Five endangered black rhinoceros were transported by air from South Africa's Addo Reserve to the Serengeti Park yesterday -- funded in part by Singita Grumeti Reserves, the Tanzania arm of Singita, which runs a group of ultra-luxury African safari lodges. (Other benefactors:The US Fish and Wildlife Foundation and the Nduna Foundation.)The rhino relocation was part of a species preservation project over forty years in the making.
Gallery: Black Rhino Transport to East Africa
Rhinos are one of Africa's "big seven" species, a list of must-hunt animals for wealthy travelers on the continent. Today, it's evolved into a must-see list for safari-goers, but years of poaching took a horrific toll on the eastern black rhino population. Their numbers dwindled in the Serengeti park, down to as few as 70. (Worldwide, black rhino numbers dropped from 65,000 to just over 4,000 in 1995.)
In 1961 and 1962, seven black rhinos were transported from East Africa to a more controlled area in South Africa.
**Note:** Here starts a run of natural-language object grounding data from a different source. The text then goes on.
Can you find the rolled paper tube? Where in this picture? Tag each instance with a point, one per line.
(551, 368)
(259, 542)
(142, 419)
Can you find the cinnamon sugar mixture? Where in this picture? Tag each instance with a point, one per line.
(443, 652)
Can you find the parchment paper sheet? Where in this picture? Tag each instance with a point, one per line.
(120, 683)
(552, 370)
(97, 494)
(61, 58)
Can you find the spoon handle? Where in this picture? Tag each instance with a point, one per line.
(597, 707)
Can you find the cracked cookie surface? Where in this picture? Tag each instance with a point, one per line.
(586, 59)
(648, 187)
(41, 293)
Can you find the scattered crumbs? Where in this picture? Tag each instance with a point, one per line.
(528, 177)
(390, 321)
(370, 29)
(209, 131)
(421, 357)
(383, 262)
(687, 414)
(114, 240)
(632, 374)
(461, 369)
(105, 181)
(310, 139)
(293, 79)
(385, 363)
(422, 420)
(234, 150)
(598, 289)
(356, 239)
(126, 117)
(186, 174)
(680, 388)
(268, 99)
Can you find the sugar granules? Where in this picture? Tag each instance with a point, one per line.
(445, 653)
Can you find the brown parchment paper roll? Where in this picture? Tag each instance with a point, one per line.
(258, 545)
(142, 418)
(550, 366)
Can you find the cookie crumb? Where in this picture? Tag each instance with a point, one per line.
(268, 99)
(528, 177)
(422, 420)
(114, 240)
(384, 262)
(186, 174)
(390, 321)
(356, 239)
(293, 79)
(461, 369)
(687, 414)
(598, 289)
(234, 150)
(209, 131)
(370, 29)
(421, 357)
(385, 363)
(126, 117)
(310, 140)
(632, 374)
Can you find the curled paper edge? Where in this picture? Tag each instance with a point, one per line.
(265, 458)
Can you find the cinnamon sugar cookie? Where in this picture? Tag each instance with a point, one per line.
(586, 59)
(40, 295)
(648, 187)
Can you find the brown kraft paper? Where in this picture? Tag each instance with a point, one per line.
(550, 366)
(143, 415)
Over the years, while the rhino population thrived in South Africa, efforts have been underway in East Africa to establish alternatives to poaching and to secure the black rhino's original habitat. (This was a project of Tanzania National Parks and the Frankfurt Zoological Society, funded by Singita Grumeti Reserves.)
The newcomers will be joined by 32 more relatives from South Africa over the next two years, and they'll all have their own protection force -- an elite Serengeti Rhino Protection Unit (SRPU), consisting of 23 rangers.